Personal information
- Full name: Moisés Delgado López
- Date of birth: 18 April 1994 (age 32)
- Place of birth: Utrera, Spain
- Height: 1.73 m (5 ft 8 in)
- Position: Left-back

Youth career
- 2003–2013: Sevilla

Senior career*
- Years: Team / Apps / (Gls)
- 2013–2015: Sevilla B / 85 / (2)
- 2014: Sevilla / 2 / (0)
- 2016–2018: Barcelona B / 37 / (0)
- 2018: Valladolid B / 14 / (0)
- 2018–2021: Valladolid / 3 / (0)
- 2019–2020: → Racing Santander (loan) / 26 / (1)
- 2020–2021: → Fuenlabrada (loan) / 13 / (0)
- 2021: → Ponferradina (loan) / 16 / (1)
- 2022: UCAM Murcia / 13 / (1)
- 2022–2023: Ponferradina / 34 / (0)
- 2023–2025: Racing Ferrol / 49 / (0)
- 2025: Huesca / 7 / (0)
- 2025–2026: Gimnàstic / 24 / (0)

= Moi Delgado =

Spanish footballer

Moisés "Moi" Delgado López (born 18 April 1994) is a Spanish professional footballer who plays as a left-back.

==Club career==
Born in Utrera, Province of Seville, Andalusia, Delgado played youth football with local club Sevilla FC. He made his senior debut with the reserves in the Segunda División B, his first appearance in the competition being on 24 February 2013 in a 3–2 home win against Cádiz CF.

In summer 2013, Delgado was one of several youth players called by manager Unai Emery for preseason with the first team. On 11 May 2014, as the coach was resting several starters for the final of the UEFA Europa League, he made his La Liga debut, featuring the full 90 minutes in a 1–0 loss at Getafe CF.

Delgado signed for FC Barcelona on 28 December 2015, and was immediately assigned to the reserves also in the third division. After achieving promotion in 2017, he failed to appear the following season and termated his contract on 19 January 2018.

On 30 January 2018, Delgado joined another reserve team, Real Valladolid Promesas still in division three. On 14 May, he agreed to an extension until 2020 and was promoted to the main squad ahead of the upcoming campaign.
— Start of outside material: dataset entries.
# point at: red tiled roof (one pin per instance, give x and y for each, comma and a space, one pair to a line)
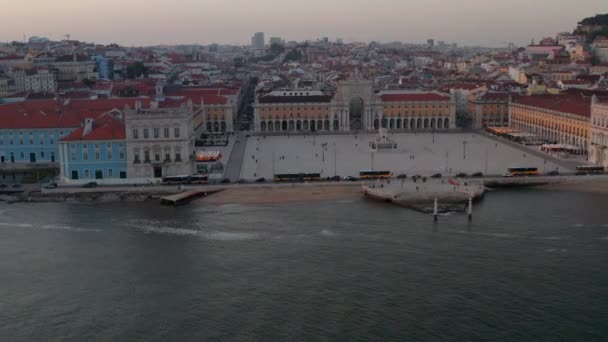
104, 128
209, 96
576, 104
50, 114
413, 97
501, 96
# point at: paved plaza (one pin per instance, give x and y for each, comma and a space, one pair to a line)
417, 153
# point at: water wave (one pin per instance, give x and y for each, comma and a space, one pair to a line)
221, 236
14, 224
68, 228
47, 227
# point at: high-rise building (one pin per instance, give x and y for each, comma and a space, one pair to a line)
257, 41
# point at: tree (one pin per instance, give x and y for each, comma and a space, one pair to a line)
293, 55
136, 70
276, 49
88, 82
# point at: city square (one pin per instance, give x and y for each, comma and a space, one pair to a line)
416, 153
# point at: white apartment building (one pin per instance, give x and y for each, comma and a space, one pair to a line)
598, 153
34, 81
160, 141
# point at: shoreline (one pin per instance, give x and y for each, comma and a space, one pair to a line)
268, 193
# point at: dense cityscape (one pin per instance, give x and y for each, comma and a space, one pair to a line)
119, 115
303, 190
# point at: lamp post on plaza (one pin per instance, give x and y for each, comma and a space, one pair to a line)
486, 161
335, 157
323, 147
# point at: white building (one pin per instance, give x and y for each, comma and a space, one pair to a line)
598, 153
257, 41
34, 81
160, 141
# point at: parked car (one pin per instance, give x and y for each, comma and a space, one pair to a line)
50, 185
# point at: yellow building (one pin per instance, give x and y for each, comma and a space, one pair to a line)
352, 108
562, 119
490, 110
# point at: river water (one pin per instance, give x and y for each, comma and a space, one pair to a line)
530, 266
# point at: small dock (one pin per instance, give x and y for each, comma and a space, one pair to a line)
420, 196
185, 197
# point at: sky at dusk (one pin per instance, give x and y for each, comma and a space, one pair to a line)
150, 22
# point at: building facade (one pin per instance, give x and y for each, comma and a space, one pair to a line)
562, 119
95, 152
598, 153
34, 81
353, 107
490, 110
160, 141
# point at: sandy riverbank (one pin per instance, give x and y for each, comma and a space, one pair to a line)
284, 194
594, 186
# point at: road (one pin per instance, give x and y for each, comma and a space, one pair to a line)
235, 162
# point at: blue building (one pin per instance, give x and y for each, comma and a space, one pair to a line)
94, 152
30, 131
105, 67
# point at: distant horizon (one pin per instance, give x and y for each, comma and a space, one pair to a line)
479, 23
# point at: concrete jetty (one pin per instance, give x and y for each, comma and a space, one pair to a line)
421, 195
186, 196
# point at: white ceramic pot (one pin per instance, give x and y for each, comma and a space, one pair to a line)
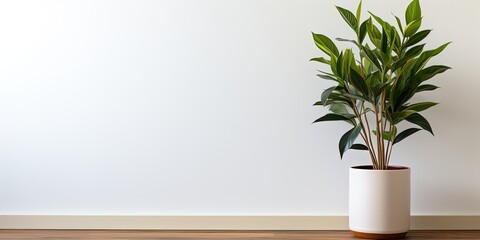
379, 202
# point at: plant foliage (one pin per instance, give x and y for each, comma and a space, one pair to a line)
374, 88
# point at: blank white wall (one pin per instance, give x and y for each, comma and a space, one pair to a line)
193, 107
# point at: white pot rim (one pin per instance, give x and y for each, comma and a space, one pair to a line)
370, 168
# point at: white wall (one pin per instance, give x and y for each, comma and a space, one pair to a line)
187, 107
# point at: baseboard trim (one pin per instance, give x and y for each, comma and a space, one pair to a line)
220, 222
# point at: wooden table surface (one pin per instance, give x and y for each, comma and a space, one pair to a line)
203, 235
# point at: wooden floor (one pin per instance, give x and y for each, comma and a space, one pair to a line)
203, 235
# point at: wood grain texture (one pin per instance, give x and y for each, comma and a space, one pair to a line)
204, 235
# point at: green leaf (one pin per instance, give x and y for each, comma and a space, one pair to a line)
420, 121
373, 33
359, 11
326, 94
413, 12
348, 17
405, 134
418, 107
412, 27
384, 45
355, 97
372, 57
400, 116
348, 139
325, 44
339, 109
358, 146
399, 23
363, 31
417, 37
335, 117
426, 87
321, 59
358, 82
426, 56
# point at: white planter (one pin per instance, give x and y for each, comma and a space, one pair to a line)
379, 202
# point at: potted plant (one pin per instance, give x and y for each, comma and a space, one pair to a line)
374, 86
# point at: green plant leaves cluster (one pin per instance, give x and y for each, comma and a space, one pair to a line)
374, 86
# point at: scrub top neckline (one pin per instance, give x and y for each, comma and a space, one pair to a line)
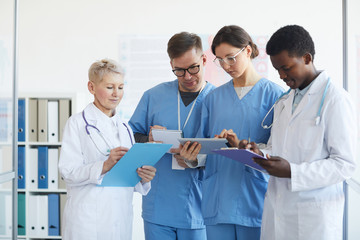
250, 93
191, 109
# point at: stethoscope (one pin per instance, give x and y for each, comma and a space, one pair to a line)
317, 118
192, 107
108, 145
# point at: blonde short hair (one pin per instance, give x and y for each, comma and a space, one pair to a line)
99, 68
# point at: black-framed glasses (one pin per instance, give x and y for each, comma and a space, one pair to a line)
230, 60
180, 72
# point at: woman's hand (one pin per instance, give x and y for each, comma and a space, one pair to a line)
230, 136
115, 155
187, 152
146, 173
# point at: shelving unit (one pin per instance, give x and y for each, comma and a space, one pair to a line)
43, 194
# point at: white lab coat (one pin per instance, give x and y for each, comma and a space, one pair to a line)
309, 206
93, 212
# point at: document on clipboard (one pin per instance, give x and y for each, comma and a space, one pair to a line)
243, 156
124, 174
207, 144
167, 136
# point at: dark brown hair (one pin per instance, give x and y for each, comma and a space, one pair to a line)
183, 42
235, 36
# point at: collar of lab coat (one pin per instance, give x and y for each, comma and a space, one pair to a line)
317, 87
318, 84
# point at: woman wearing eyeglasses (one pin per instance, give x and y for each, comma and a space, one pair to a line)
93, 142
233, 194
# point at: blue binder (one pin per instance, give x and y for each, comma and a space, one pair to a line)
21, 120
54, 214
21, 214
21, 167
42, 167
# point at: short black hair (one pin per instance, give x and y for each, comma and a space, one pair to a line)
292, 38
182, 42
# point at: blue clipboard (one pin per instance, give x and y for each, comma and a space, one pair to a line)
242, 155
124, 174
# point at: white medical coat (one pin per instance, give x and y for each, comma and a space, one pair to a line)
310, 204
93, 212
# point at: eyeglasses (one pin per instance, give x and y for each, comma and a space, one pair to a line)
180, 72
231, 60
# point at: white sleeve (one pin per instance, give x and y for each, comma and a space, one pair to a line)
72, 164
340, 139
201, 161
143, 188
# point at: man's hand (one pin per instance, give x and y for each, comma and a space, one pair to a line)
146, 173
275, 166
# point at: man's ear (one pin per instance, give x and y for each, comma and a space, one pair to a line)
308, 58
204, 58
91, 87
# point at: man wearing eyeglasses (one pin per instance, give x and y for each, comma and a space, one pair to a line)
171, 210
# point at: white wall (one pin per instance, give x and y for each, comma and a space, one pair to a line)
59, 39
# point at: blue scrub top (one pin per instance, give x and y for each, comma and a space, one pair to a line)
232, 192
175, 196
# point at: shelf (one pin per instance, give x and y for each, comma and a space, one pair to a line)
44, 237
57, 144
46, 191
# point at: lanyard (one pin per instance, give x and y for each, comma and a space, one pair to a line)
192, 107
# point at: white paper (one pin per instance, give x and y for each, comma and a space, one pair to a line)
167, 136
175, 165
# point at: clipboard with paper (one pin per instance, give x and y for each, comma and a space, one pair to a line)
243, 156
124, 174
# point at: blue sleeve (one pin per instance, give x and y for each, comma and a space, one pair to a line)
139, 121
203, 131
Delgado played his first Spanish top-tier match with Valladolid on 20 January 2019, starting the 1–0 away defeat to Levante UD. On 4 July, he extended his contract until 2022, and was loaned to second-tier Racing de Santander seven days later.

Delgado scored his first professional goal on 19 January 2020, opening a 1–1 home draw against UD Las Palmas for Racing. On 1 September, after suffering relegation, he moved to CF Fuenlabrada in the same league and also in a temporary deal. This spell was cut short on 2 February 2021, and he joined SD Ponferradina also on loan hours later.

On 28 August 2021, Delgado terminated his contract with Valladolid, and remained unemployed for six months before signing for Primera División RFEF side UCAM Murcia CF on 31 January 2022. On 31 July, he returned to Ponferradina and the second division.

On 27 July 2023, following his side's relegation, Delgado remained in the second tier with Racing de Ferrol. He terminated his link with the club on 14 January, despite being regularly used, and moved to SD Huesca late in the month.

On 25 August 2025, Delgado agreed to a one-year deal with Gimnàstic de Tarragona in Primera Federación. In June of the following year, his contract was automatically extended for a further season, but was subsequently terminated.